Binary Search Algorithm
This is a brief tutorial on the binary search algorithm.
Binary search is one of the simplest algorithms. It is designed to find a value within a sorted list by cutting the list in half at every iteration until the value has been found. It has a Big O runtime of $O(\log_2{N})$. This means that the worst case number of operations needed to find a value grows at a logarithmic rate. This is compared to a simple search that checks every item in the list until it finds the desired value. It has a Big O runtime of $O(N)$. The simple search operations grow linearly with the amount of items being searched.

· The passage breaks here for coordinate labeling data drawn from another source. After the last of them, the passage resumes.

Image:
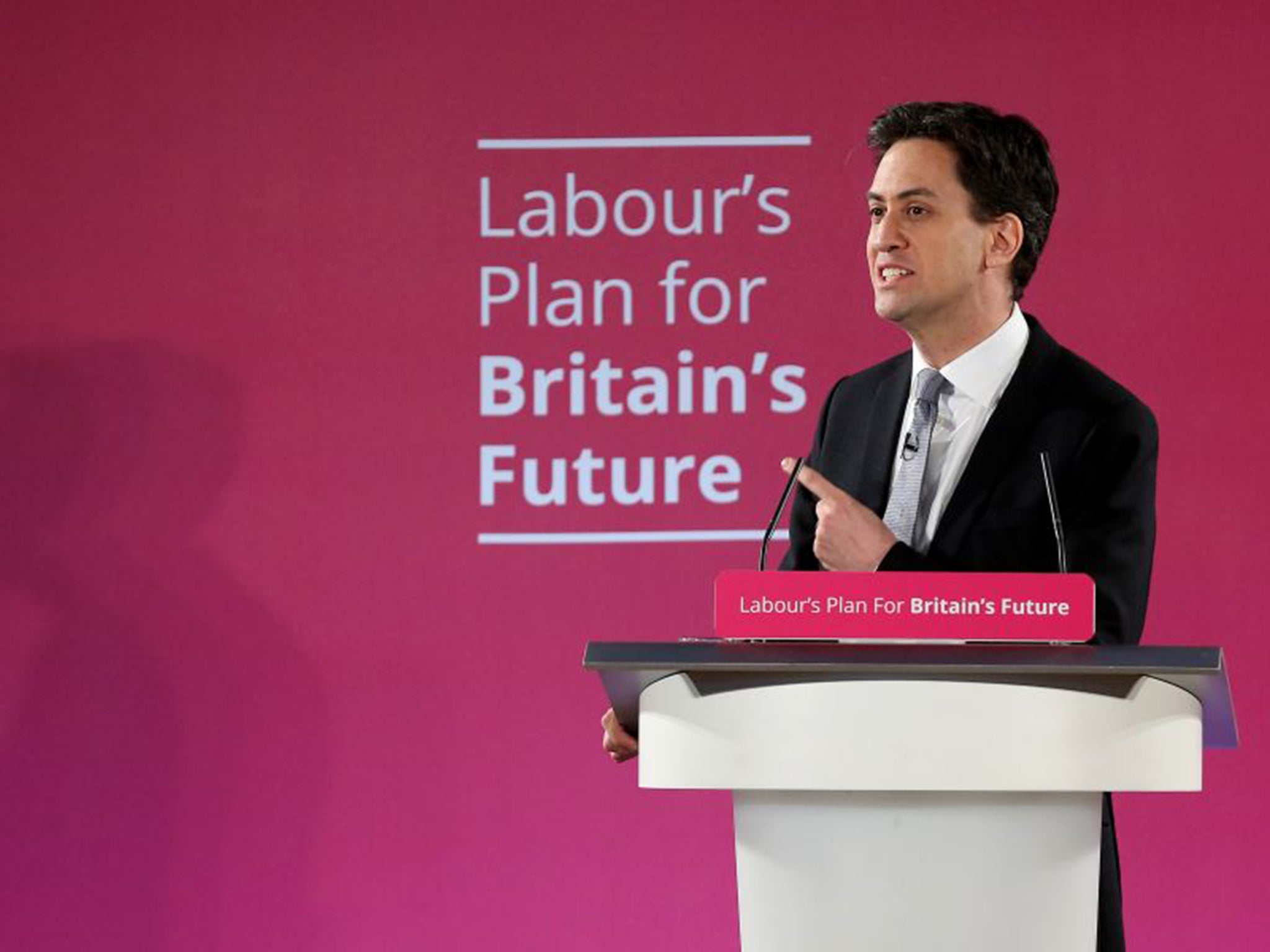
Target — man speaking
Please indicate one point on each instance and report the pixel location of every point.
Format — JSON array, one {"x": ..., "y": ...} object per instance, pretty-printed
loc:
[{"x": 931, "y": 460}]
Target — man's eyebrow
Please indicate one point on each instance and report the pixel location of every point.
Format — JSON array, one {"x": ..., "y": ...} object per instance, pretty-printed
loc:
[{"x": 906, "y": 193}]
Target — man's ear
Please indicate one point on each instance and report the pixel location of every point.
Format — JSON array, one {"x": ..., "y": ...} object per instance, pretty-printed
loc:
[{"x": 1005, "y": 239}]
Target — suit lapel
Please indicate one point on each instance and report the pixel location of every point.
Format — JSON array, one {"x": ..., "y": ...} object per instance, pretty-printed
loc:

Let’s start off by building each algorithm, and then we’ll compare search times and plot their runtimes.
Imports
from math import floor
from typing import List, Tuple
import matplotlib.pyplot as plt
import numpy as np
%load_ext blackcellmagic
The blackcellmagic extension is already loaded. To reload it, use:
%reload_ext blackcellmagic
Function Creation
Below I’ve annotated the binary search function quite a bit to keep track of what’s going on. The sorted list is cut in half, and the halfway point is guessed. If the guess is higher than the actual value, the new high value is changed to one less than the mid-point. If the guess is lower, the new low is set to one greater than the mid. This continues until the value is found. Each iteration halves the list.
The simple search algorithms iterates through the list until it finds the value. While this is efficient in small lists, as we’ll see in the next section, it slows down considerably as the list grows. This is where the binary search algorithm shines.
# Binary Search
def binary_search(sorted_list: List[int], item: int) -> Tuple[int, int]:
low: int = 0
high: int = len(sorted_list) - 1
steps: int = 0
while low <= high:
# Cut the list in half
mid: int = floor((low + high) / 2)
# Guess the midway point
guess: int = sorted_list[mid]
if guess == item:
steps += 1
return mid, steps
# If midway point is higher, make
# new high one less than mid-point
elif guess > item:
steps += 1
high = mid - 1
# If midway point lower, make
# new low one higher than mid-point
else:
steps += 1
low = mid + 1
return None, None
# Simple Search
def simple_search(sorted_list: List[int], item: int) -> Tuple[int, int]:
start = 0
steps = 0
while sorted_list[start] <= item:
guess = sorted_list[start]
if guess == item:
steps += 1
return start, steps
else:
steps += 1
start += 1
return None, None
Testing the Function
Let’s create a list of 100,000 integers in ascending order (remember binary search requires the values be sorted already). When we run our binary search on the list and set the value to 70,000, we can see that it only takes 16 operations to guess the right value! A comparable simple search would take 70,000 operations as it would have to check all values before! That’s a huge time savings!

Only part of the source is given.